Flood waters did not force the closure of Fairfax House but its doors have been shut for the past month to allow for an annual intensive conservation cleaning period to take place.

This has seen both staff and volunteers painstakingly cleaning and caring for each of the pieces that form the Noel Terry collection of furniture, cabinets and clocks at Fairfax House.

The museum has also been revamped ahead of this year’s opening.

The Georgian House has a new visitor reception and museum shop offering people a first taste of what the historic setting has to offer.

The old cinema foyer, to what was formerly St George’s Cinema and Dance Hall, has been transformed, shaking off the reminders of its 1980s style appearance, dating back to when it was rescued from dereliction and its restoration by York Civic Trust first began.

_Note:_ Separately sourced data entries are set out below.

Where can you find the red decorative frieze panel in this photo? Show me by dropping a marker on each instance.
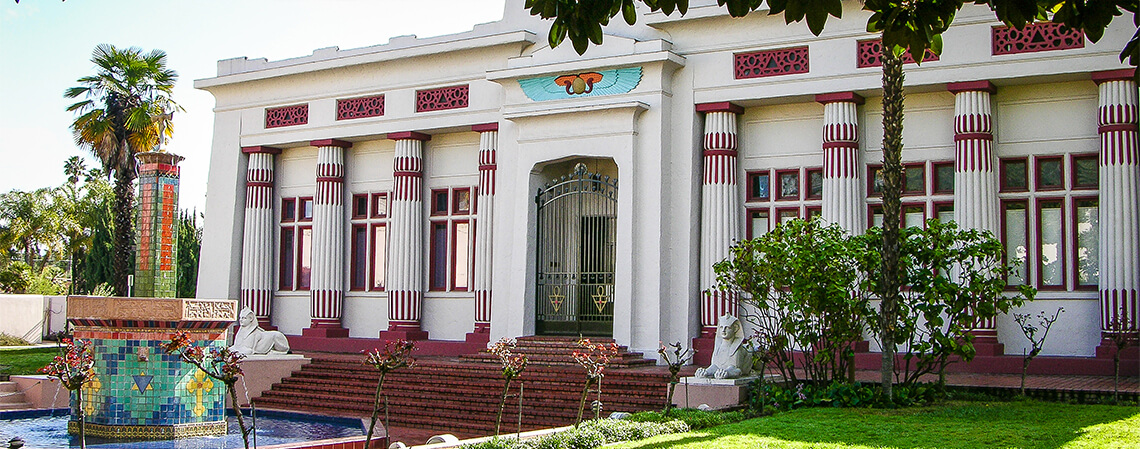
(287, 115)
(1041, 37)
(360, 107)
(870, 54)
(442, 98)
(771, 63)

The 1920s cinema entrance remains to help tell the story of the building’s history of use and its changes of use – but behind this façade is a new gateway to exploring York’s Georgian history and that of the 18th century townhouse.

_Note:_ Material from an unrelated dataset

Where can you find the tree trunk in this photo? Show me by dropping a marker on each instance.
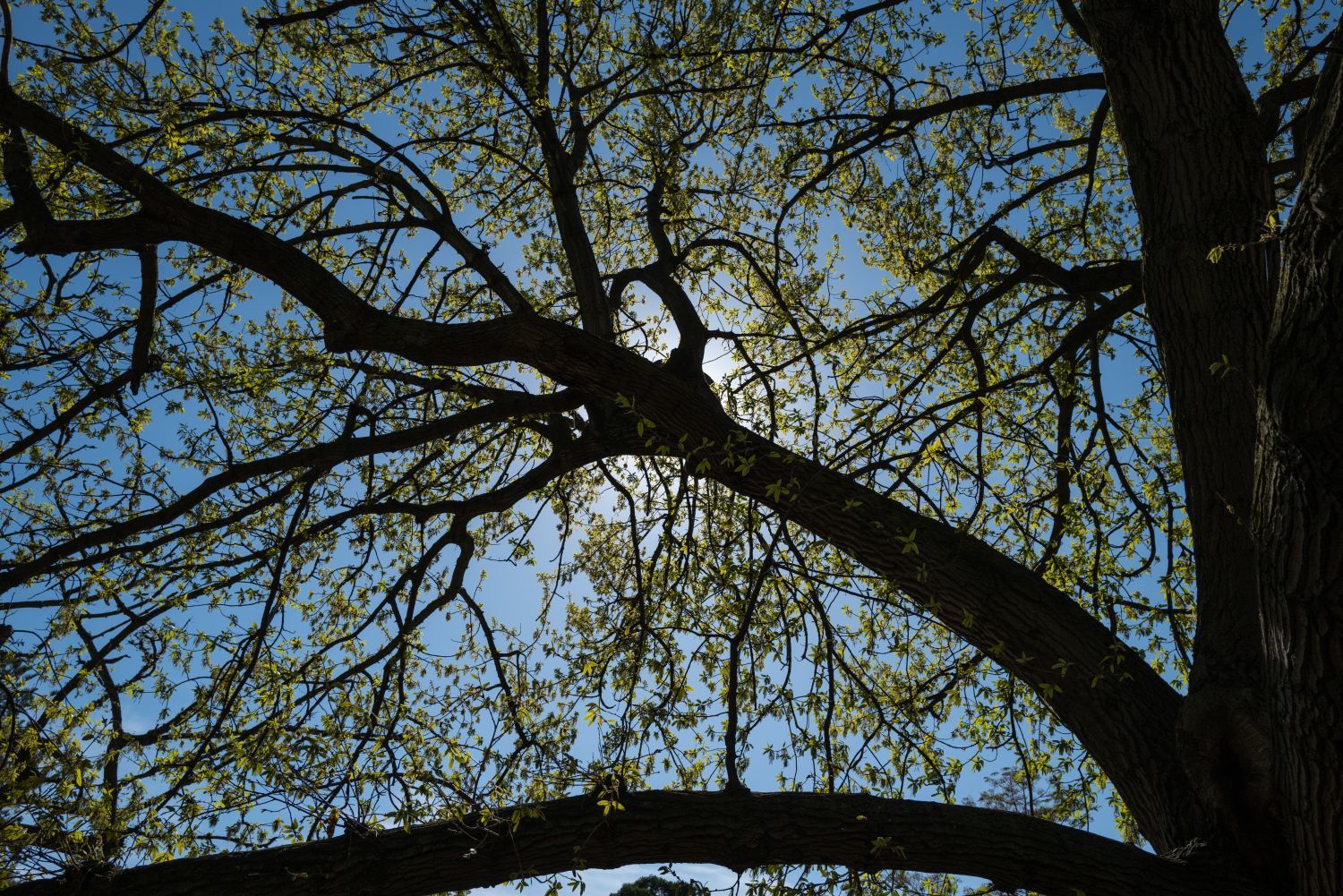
(733, 829)
(1299, 507)
(1202, 192)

Parts of Fairfax House have been redesigned but with oak as a traditional material featuring strongly in the design, and with wall graphics which showcase the architecture, period rooms and objects from the house’s past.

A new area has been created for children’s mascot‘Gregory’, The Townhouse Mouse, and more space has been provided for visitors and group tours.

Director Hannah Phillip said: “We cherish what makes Fairfax House special, and while our commitment to preserving and protecting this nationally significant townhouse remains firmer than ever, we also want to enable it to progress, evolving sympathetically and growing in a way that helps create the right environment for more people to experience and enjoy this property.

“We have been passionately taking this vision forward over the past few years in many different ways, but feel now that the time has come to invest even more into the very fabric of this building.

“We believe that creating a new area to welcome and engage residents and visitors to York and share this house’s rich history is another important step on this path.

“We are truly delighted with the results and how this new spaces does full justice to the house.

“We aim that this is just the start of more to come in our plans for ongoing restoration projects.”

Plans for 2016 do not end with a rejuvenated visitor welcome space. In less than four weeks’ time, Fairfax House will also open its first exhibition for the year, A Century of Shoes: The Rise & Fall of the Georgian Heel. This will feature more than 100 shoes from 100 years of Georgian fashion, including the magnificent heels that came to prominence and then fell from fashion.